L’incremento costante dei contagi, arrivati ormai ad una quota per cui sempre più spesso si parla di una situazione fuori controllo, i problemi che comincia a evidenziare il sistema sanitario nazionale, l’incremento di casi gravi e, purtroppo di decessi, avrebbero dovuto consigliare la Banca ad atteggiamenti di maggiore responsabilità.

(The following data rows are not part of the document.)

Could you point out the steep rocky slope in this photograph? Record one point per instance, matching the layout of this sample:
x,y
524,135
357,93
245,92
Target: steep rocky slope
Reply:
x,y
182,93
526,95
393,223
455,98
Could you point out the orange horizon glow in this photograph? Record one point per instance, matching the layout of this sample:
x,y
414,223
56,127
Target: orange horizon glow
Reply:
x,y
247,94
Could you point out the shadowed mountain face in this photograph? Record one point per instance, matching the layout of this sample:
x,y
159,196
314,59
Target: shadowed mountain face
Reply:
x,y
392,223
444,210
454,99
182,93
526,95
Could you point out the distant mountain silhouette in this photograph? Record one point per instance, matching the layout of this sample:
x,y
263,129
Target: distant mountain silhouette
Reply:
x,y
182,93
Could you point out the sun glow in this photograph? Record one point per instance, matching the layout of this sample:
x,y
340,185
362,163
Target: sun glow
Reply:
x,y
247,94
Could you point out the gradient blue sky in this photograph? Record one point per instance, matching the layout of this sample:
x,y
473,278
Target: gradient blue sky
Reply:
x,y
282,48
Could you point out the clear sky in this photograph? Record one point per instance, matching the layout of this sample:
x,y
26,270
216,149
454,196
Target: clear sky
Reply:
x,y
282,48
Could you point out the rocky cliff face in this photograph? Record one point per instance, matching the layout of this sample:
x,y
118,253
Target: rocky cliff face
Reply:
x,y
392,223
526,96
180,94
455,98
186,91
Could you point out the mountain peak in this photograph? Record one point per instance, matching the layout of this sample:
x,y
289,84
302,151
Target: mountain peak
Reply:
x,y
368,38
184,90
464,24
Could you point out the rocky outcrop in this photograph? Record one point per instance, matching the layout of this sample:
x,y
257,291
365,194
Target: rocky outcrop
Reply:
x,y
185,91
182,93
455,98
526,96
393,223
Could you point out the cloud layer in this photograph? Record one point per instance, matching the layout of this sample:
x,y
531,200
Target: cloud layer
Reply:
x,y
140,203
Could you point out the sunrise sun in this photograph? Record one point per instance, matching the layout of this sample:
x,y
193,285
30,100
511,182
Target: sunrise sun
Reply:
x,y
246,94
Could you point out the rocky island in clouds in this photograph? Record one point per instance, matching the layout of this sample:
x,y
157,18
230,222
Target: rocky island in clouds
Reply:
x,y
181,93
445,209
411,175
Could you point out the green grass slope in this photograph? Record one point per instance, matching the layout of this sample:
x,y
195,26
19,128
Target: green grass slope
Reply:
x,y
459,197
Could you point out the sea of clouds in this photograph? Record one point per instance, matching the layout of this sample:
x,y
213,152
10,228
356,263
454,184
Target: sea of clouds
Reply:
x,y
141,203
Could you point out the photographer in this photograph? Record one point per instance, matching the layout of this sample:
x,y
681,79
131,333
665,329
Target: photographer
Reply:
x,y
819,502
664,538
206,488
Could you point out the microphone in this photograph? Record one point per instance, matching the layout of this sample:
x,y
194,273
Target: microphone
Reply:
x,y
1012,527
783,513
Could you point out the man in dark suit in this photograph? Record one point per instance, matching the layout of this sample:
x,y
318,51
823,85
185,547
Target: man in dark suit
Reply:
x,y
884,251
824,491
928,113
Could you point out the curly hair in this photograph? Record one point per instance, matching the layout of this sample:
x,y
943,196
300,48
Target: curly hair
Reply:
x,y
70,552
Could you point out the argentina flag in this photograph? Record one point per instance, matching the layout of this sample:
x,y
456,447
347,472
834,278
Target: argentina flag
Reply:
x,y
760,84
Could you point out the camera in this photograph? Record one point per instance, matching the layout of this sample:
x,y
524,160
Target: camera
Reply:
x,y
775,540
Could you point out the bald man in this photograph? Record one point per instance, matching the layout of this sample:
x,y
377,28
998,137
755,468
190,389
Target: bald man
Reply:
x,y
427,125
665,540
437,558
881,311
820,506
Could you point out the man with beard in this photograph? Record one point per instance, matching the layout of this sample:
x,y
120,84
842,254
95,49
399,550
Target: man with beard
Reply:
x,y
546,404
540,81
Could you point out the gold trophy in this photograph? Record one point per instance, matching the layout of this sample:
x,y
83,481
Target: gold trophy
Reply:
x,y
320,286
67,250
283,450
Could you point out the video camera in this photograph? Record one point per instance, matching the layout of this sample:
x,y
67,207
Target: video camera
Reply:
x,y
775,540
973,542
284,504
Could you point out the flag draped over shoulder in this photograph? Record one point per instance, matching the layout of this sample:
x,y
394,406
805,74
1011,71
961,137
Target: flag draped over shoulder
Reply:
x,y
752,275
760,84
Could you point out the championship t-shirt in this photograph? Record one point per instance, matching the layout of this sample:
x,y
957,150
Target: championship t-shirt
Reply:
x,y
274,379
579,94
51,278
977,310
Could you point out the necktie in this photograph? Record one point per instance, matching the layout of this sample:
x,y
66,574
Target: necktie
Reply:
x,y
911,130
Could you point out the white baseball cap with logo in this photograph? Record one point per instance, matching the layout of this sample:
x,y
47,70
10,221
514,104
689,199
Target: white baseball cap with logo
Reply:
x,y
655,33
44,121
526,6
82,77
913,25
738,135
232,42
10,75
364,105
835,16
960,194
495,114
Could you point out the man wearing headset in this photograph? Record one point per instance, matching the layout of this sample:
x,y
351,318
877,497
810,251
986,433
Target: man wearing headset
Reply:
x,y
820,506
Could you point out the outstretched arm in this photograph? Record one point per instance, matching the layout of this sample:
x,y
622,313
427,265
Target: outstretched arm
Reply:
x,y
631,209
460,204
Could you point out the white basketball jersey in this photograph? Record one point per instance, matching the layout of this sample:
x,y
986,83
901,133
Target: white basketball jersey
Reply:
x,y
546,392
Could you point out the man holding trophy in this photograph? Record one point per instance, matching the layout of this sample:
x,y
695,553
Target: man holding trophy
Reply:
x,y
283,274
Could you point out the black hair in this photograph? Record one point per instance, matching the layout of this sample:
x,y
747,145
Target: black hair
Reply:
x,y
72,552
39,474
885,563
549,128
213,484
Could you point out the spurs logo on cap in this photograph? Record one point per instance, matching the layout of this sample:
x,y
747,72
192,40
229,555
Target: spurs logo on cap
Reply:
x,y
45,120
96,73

Il Governo, sia pure tra diversi e contrastanti impulsi, è dovuto intervenire con un nuovo DPCM e la Funzione Pubblica ha emanato nella giornata del 19 corrente un decreto per regolamentare le attività in smart working per quel settore. In particolare, per quanto riguarda i pubblici dipendenti il 50% non è più la percentuale di riferimento ma la misura minima da adottare accompagnata dalla raccomandazione, per le Amministrazioni in grado di farlo, di andare oltre tale percentuale.

La Banca, al contrario, ha “fatto finta di non capire” e ha proseguito imperterrita, con una perseveranza degna di miglior causa, ad attuare il proprio piano.

I risultati anche all’interno del nostro ambiente non si sono fatti attendere: si moltiplicano i casi (solo questa mattina si susseguono le segnalazioni) e la loro numerosità fa temere che possano realizzarsi presto focolai.

I Colleghi vivono con legittima e crescente ansia le forzature che la Banca sta adottando per costringerli al rientro in servizio.

Ora, ci viene comunicato che la Banca ha modificato l’ordine del giorno della convocazione prevista per domani 22; dall’inutile argomento dell’incontro “conviviale” con la task force, a “importanti comunicazione in tema di rientro in servizio”.

Contiamo sulla resipiscenza della Banca e sull’assumersi, finalmente, le dovute responsabilità.

Per quanto ci riguarda saremo inflessibili e se le risposte non saranno adeguate alle necessità che la situazione impone, valuteremo senza esitazione anche manifestazioni di protesta nei confronti della Banca.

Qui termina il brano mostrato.